Carton au box-office américain, " Get Out " compile et digère les influences de plusieurs décennies de cinéma. Passage en revue de ces œuvres qui ont inspiré le long-métrage.

Par Norine Raja

 

Un score de 100% sur le site de critiques " Rotten Tomatoes ", des articles dithyrambiques dans la presse, plus de 160 millions de dollars au box-office... Auréolé d'un parfum de succès suite à sa projection au festival de Sundance, Get Out a déjoué toutes les attentes en recevant un plébiscite autant public que critique à sa sortie en février dernier aux États-Unis. Le résultat d'un pitch malin : le temps d'un week-end, Rose ( présente Chris Washington ( Daniel Kaluuya de Black Mirror) à ses parents, sans s'attendre à ce que la couleur de peau du jeune homme provoque leur animosité. Une comédie horrifique en forme de métaphore sur les rapports inter-communautaires outre-Atlantique, brillamment exécutée par le réalisateur Jordan Peele qui a, pour l'occasion, puisé largement dans ses expériences cinéphiles. La preuve par quatre.

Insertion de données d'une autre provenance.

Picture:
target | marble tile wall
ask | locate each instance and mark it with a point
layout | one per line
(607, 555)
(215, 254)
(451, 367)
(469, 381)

30% de " Devine qui vient dîner ? " de Stanley Kramer (1967)

Au cinéma aussi, tout est une question de timing. Quelques mois après l'abrogation par la Cour Suprême d'une loi interdisant le mariage entre Noirs et Blancs, voilà que Stanley Kramer transpose sur grand écran une idylle interraciale. Dans un quasi-huis clos, le réalisateur met en scène la première rencontre entre John Prentice, médecin afro-américain, et les parents de sa petite amie blanche Joey. Bien que le long-métrage n'échappe pas aux stéréotypes (la bonne, incarnation de la " angry black woman "), et rechigne à montrer toute effusion de tendresse entre ses jeunes héros, il met avec brio une Amérique pseudo-libérale face à ses contradictions. Les Drayton se targuent d'être un couple d'intellectuels tolérants et impliqués dans la lutte pour les droits civiques, mais cachent difficilement leurs réticences à cette union peu banale pour l'époque. Cinquante ans plus tard, le prélude de Get Out prouve que cette hypocrisie est encore prévalente, notamment dans les strates les plus progressistes de la société (un couple de médecins démocrates). Balayant l'inquiétude de Chris d'un revers de la main (ou plutôt d'un sourire moqueur), Rose affirme que ses parents ne sont pas racistes car " ils auraient voté pour Obama une troisième fois ". Lui, n'est pas dupe, et voit sans surprise ses craintes se concrétiser. Le symbole d'une société américaine loin d'avoir surpassé ses clivages.

 

30% des " Femmes de Stepford " de Brian Forbes (1975)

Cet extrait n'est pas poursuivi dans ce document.